Well, I had ERIE (as a Great Lake), but then had CHIN, HEART, NINE and LUSTER (the final letters of which are ENTER, which of course was meaningless). Congrats to those who could SEE the correct words and worked out the rest, I ENVY your SUPERIOR puzzling skills and I feel DOPEY for not getting it. :roll:
ADS
Posts: 82
Joined: Fri Sep 11, 2020 2:57 pm

#280

Post by ADS »

I got hung up on the first letters of the categories which anagram to D-PLUS (dwarfs, planets, lakes, universities, sins).
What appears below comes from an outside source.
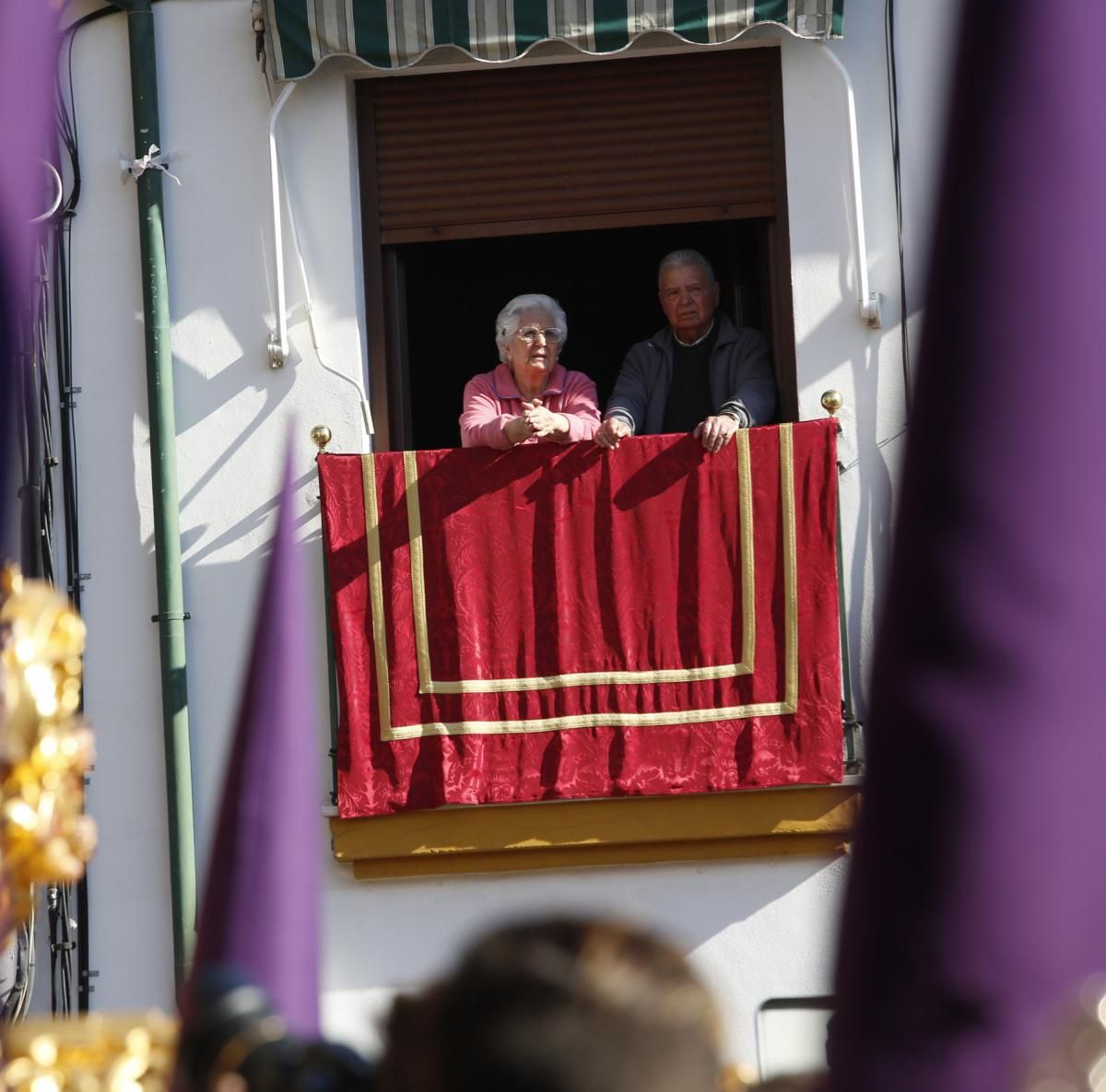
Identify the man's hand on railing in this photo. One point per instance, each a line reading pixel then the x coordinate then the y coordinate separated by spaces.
pixel 612 431
pixel 716 431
And I thought it was too coincidental that the clue for 20-across was so similar to the puzzle title (overlap of “more”) and the answer to 20-Across was PLUS, which was so similar to my anagram. It seemed to indicate to me that I should start with the second letter of those words (i.e., “a step” over from the first letter). The second letter of those categories anagrams to “in-law.” Obviously that is hyphenated, which made me hesitate for a long while, but i was running out of time and it seemed to fit the “part of a set” criteria enough so I went with it. Congrats to all who got the right answer to this tough one.